Des mots sur les souvenirs d'amour d'une actrice se retournant sur son parcours. La réminiscence d'un suicide le jour de la naissance. Au-dehors la mer, et dans l'eau une pierre blanche. Ce dialogue inquiet sur l'oubli fut inventé pour Madeleine Renaud et Bulle Ogier, qui le jouèrent en 1983.

Un autre silence va planer. Le souvenir de la pièce au Rond-Point pique les yeux. Ce refrain de Piaf par la vieille comédienne: "C'est fou ce que je peux t'aimer, c'que j'peux t'aimer des fois."

Chez Molière, Savannah Bay prend corps quand disparaît le rideau de grosses perles coupant le plateau sans le partager. Sur le côté, une cloison à caissons réverbère une lumière blanche. Au fond de la cage, l'agrandissement du visage de Duras au terme de son passage sur terre, considérant tendrement la soeur d'Eric Vigner l'année où celui-ci adapta la Pluie d'été. Les derniers mots de la chanson affleurent, en cantilation, celle qui prononce "Mon amour, mon amour" va bientôt dire: "La pièce ne sera jamais écrite. Alors autant mourir:"

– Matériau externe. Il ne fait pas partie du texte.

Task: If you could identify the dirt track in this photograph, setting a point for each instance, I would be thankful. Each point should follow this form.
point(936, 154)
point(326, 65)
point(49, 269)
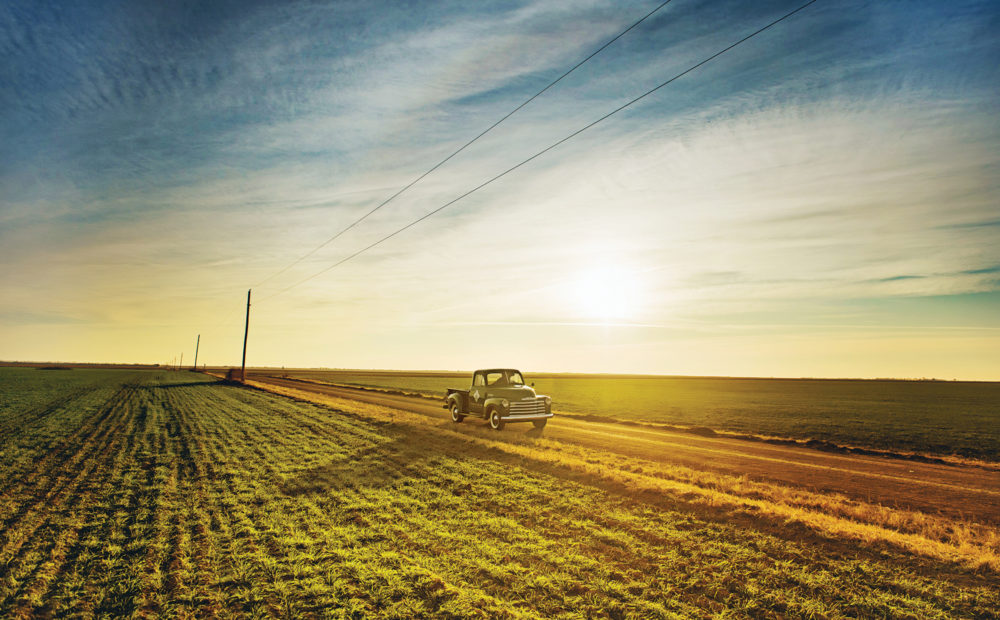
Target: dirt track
point(954, 490)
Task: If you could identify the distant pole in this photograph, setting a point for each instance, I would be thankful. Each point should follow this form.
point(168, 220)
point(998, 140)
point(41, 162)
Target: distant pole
point(246, 330)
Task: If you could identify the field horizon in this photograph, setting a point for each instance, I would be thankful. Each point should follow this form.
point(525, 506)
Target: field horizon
point(152, 492)
point(464, 373)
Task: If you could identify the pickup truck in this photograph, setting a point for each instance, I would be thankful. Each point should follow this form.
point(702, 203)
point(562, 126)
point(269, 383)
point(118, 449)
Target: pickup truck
point(500, 396)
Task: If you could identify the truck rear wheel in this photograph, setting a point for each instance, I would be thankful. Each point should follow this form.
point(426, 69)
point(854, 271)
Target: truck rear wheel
point(495, 422)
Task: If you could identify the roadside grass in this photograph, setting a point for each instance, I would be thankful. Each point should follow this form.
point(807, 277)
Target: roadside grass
point(173, 495)
point(926, 417)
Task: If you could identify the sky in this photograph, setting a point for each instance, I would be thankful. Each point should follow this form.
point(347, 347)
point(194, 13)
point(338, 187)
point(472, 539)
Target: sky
point(822, 200)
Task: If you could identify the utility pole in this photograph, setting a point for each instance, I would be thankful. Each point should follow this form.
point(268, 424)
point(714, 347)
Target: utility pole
point(246, 330)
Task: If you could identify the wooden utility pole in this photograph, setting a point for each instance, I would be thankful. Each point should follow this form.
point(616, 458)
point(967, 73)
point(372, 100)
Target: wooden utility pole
point(246, 330)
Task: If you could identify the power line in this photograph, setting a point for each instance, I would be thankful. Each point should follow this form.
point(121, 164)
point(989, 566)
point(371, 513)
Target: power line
point(461, 148)
point(546, 149)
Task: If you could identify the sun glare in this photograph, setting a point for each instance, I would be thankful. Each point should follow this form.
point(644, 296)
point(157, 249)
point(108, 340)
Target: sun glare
point(606, 293)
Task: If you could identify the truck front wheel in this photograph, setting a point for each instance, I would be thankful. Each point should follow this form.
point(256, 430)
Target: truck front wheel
point(495, 422)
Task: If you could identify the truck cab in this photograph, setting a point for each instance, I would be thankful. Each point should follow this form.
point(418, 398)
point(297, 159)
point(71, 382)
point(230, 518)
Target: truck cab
point(499, 396)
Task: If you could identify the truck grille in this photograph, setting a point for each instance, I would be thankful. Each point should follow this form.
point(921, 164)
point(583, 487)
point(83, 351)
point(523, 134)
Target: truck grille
point(528, 406)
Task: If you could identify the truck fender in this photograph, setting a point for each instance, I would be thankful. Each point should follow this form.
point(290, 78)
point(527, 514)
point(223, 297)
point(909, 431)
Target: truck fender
point(459, 398)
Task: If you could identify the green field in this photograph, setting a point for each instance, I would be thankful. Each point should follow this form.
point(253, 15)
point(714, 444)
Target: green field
point(931, 417)
point(153, 493)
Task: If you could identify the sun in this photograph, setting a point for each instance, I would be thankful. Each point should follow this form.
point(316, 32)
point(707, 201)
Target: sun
point(606, 293)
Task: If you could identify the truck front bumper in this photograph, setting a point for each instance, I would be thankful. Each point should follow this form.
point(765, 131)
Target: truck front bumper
point(527, 417)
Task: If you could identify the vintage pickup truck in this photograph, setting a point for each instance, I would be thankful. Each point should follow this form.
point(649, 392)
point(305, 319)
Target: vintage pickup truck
point(500, 396)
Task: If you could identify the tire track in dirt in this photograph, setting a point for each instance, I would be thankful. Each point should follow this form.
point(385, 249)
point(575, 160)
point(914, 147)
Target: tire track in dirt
point(966, 492)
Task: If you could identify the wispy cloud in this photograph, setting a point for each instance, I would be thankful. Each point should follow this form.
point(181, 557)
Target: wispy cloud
point(165, 157)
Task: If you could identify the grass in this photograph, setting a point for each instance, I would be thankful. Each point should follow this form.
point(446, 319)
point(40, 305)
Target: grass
point(928, 417)
point(153, 493)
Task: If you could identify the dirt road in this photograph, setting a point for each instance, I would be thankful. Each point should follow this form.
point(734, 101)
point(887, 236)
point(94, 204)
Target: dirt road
point(961, 491)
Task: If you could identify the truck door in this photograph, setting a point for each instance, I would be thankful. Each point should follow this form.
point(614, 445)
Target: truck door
point(477, 394)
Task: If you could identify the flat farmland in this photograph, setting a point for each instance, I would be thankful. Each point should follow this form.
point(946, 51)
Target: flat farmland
point(927, 417)
point(157, 493)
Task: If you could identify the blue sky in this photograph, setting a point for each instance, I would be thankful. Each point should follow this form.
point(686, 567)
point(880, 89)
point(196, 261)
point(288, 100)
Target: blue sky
point(831, 185)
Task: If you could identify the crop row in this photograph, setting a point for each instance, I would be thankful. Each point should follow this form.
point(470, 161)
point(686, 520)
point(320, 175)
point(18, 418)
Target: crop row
point(179, 496)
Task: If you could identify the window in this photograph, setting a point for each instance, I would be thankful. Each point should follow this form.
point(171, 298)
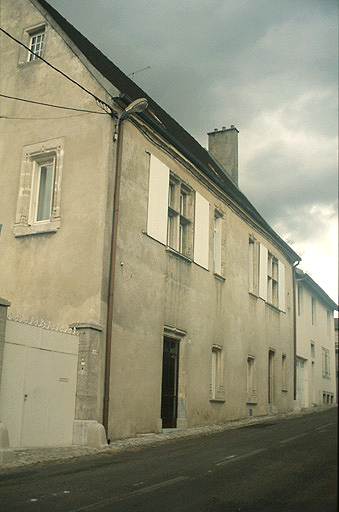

Elle est la plus âgée des deux femmes face à face. Elle a le visage sculptural, la voix virtuose, de Catherine Samie, doyenne de la Comédie-Française: Madeleine. Aux trois mots détachés, "alors, autant, mourir", Catherine Hiégel répond: "Autant vivre, pareil." Avec la même application, elle s'agenouillait plus tôt aux pieds de son aînée. Mais Hiégel est-elle assez juvénile, subjuguée et vulnérable, pour incarner la visiteuse éveilleuse de souvenirs, fille devenue adulte d'une jeune femme qui aurait été la fille de Madeleine noyée le jour de ses couches?

Parasitage.

Quand elle passe sur sa robe rouge un imperméable blanc, on pense à une infirmière. L'inoubliable duo Renaud-Ogier, ou la figure de Gisèle Casadessus dans cette partition avec Martine Pascal (sa fille dans la vie), parasite la perception de la magistrale Samie. En dépit de sa tunique synthétique, elle emporte l'auditoire: "La salle a payé et on lui doit le spectacle." Ou: "Rien n'est jamais joué, précisément au théâtre." Et de continuer: "J'ai vu de grands acteurs se tromper de pièce. .. et personne pour s'en apercevoir ( Un temps). Tout communique au théâtre, toutes les pièces entre elles." Alors, c'est bien que Savannah bay soit interprété là à nos oreilles — même si à nos yeux, ce n'est pas ça.